Exploring Spark DataSource V2 - Part 3 : In-Memory DataSource

In spark, data source is one of the foundational API for structured data analysis. Combined with dataframe and spark SQL abstractions, it makes spark one of the most complete structured data engine out there. You can read more about structured data analysis in spark here.

Data source API was introduced in spark 1.3 along with dataframe abstraction. After that release, spark has undergone tremendous change. Spark has moved to custom memory management and with 2.0 we got Dataset , a better dataframe, abstraction. With these tremendous changes data source API needed to revisited.

So in 2.3 version, spark has released new version of data source API known as as data source V2. This API reflects all the learning spark developers learnt in last few releases. This API will be foundation for next few years of spark data source connectivity.

In this series of posts, I will be discussing about different parts of the API. We will be learning API by building data sources for different sources like flat file, relational databases etc.

This is third blog in the series where we discuss about building simple in-memory datasource. You can read all the posts in the series here.

In-Memory DataSource

In this post we are going to build a datasource which reads the data from an array. It will have single partition. This simple example helps us to understand how to implement all interfaces we discussed in last blog.

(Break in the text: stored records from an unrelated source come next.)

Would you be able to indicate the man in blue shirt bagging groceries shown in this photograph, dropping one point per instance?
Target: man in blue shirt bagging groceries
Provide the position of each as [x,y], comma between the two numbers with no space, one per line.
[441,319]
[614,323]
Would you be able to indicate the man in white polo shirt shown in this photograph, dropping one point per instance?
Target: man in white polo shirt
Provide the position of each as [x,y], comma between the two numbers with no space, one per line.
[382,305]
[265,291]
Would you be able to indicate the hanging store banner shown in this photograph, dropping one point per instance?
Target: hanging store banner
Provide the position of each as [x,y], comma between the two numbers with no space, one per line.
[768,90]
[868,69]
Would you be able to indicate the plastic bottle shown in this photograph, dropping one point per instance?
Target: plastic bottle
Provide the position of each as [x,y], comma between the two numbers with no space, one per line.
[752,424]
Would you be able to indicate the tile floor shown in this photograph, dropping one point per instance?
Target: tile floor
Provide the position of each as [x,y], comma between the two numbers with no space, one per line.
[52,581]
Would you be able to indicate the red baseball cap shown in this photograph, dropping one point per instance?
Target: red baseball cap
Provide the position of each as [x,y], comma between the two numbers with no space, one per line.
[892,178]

The below are the steps to implement a simple in memory data source.

Create Unique Package

All the datasources in spark are discovered using their packages. So as the first step we create a package for our datasource.

package com.madhukaraphatak.examples.sparktwo.datasourcev2.simple

DefaultSource

Spark searches for a class named DefaultSource in a given data source package. So we create DefaultSource class in the package. It should extend DatasourceV2 and ReaderSupport interfaces.

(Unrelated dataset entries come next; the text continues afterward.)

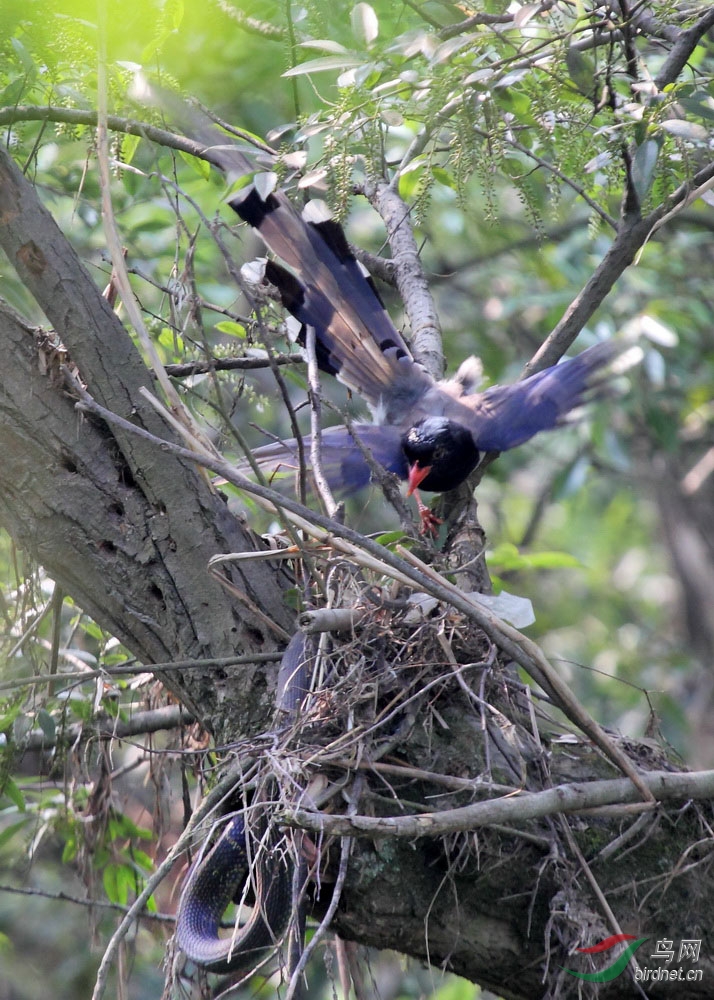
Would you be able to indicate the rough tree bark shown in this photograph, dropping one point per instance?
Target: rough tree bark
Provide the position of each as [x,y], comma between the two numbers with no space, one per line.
[128,530]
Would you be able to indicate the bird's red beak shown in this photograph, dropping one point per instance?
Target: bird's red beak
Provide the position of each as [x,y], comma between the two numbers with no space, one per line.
[417,475]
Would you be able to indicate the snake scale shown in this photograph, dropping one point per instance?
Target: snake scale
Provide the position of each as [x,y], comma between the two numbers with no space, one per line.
[216,879]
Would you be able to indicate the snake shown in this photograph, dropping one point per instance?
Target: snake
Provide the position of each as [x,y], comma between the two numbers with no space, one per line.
[216,879]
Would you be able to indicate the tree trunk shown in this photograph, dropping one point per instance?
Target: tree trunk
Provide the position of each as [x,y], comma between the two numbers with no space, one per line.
[128,530]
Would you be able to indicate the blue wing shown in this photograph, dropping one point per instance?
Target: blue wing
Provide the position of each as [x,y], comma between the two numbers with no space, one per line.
[343,463]
[505,416]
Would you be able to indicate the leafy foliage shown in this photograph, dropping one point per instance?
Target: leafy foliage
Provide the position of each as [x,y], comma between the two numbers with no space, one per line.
[512,137]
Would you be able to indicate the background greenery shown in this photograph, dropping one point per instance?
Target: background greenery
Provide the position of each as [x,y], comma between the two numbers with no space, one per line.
[580,521]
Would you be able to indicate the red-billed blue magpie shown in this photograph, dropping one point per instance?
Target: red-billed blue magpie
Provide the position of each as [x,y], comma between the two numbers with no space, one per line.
[429,433]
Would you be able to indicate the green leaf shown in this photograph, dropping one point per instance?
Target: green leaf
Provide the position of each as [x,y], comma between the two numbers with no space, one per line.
[682,129]
[47,724]
[129,146]
[581,70]
[699,103]
[643,166]
[24,56]
[13,92]
[390,537]
[324,45]
[10,789]
[231,328]
[9,832]
[201,167]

class DefaultSource extends DataSourceV2 with ReadSupport {

  def createReader(options: DataSourceOptions) = new SimpleDataSourceReader()  
}

SimpleDataSourceReader

class SimpleDataSourceReader extends DataSourceReader {

  def readSchema() = StructType(Array(StructField("value", StringType)))
                                        
  def createDataReaderFactories = {
    val factoryList = new java.util.ArrayList[DataReaderFactory[Row]]
    factoryList.add(new SimpleDataSourceReaderFactory())
    factoryList 
   }
}

In above code, we are hard coding the schema. Our data will have single column called value. Also createDataReaderFactories return single data factory which signifies that, there is single partition.

SimpleDataSourceReaderFactory

class SimpleDataSourceReaderFactory extends 
         DataReaderFactory[Row] with DataReader[Row] {
  def createDataReader = new SimpleDataSourceReaderFactory()
  val values = Array("1", "2", "3", "4", "5")

  var index = 0

  def next = index < values.length

  def get = {
    val row = Row(values(index))
    index = index + 1
    row
  }

  def close() = Unit
}

In above code, SimpleDataSourceReaderFactory implements both factory and data reader interfaces. The data for the datasource comes from values array.

DataReader tracks the reading using index variable. In get method, we create Row object with single value from the array.

Using DataSource

The below is the code to read the data from this source

val simpleDf = sparkSession.read
               .format("com.madhukaraphatak.examples.
                       sparktwo.datasourcev2.simple")
      .load()

From above code it’s apparent that reading from v2 source is exactly same as v1 source. So for user of these connectors it will be transparent.

We can print the data and number partitions with below code

    simpleDf.show()
    println("number of partitions in simple source is "+simpleDf.rdd.getNumPartitions)

You can access complete code on github.

Conclusion

In this post we discussed how to implement a simple in memory data source using datasource V2 API’s.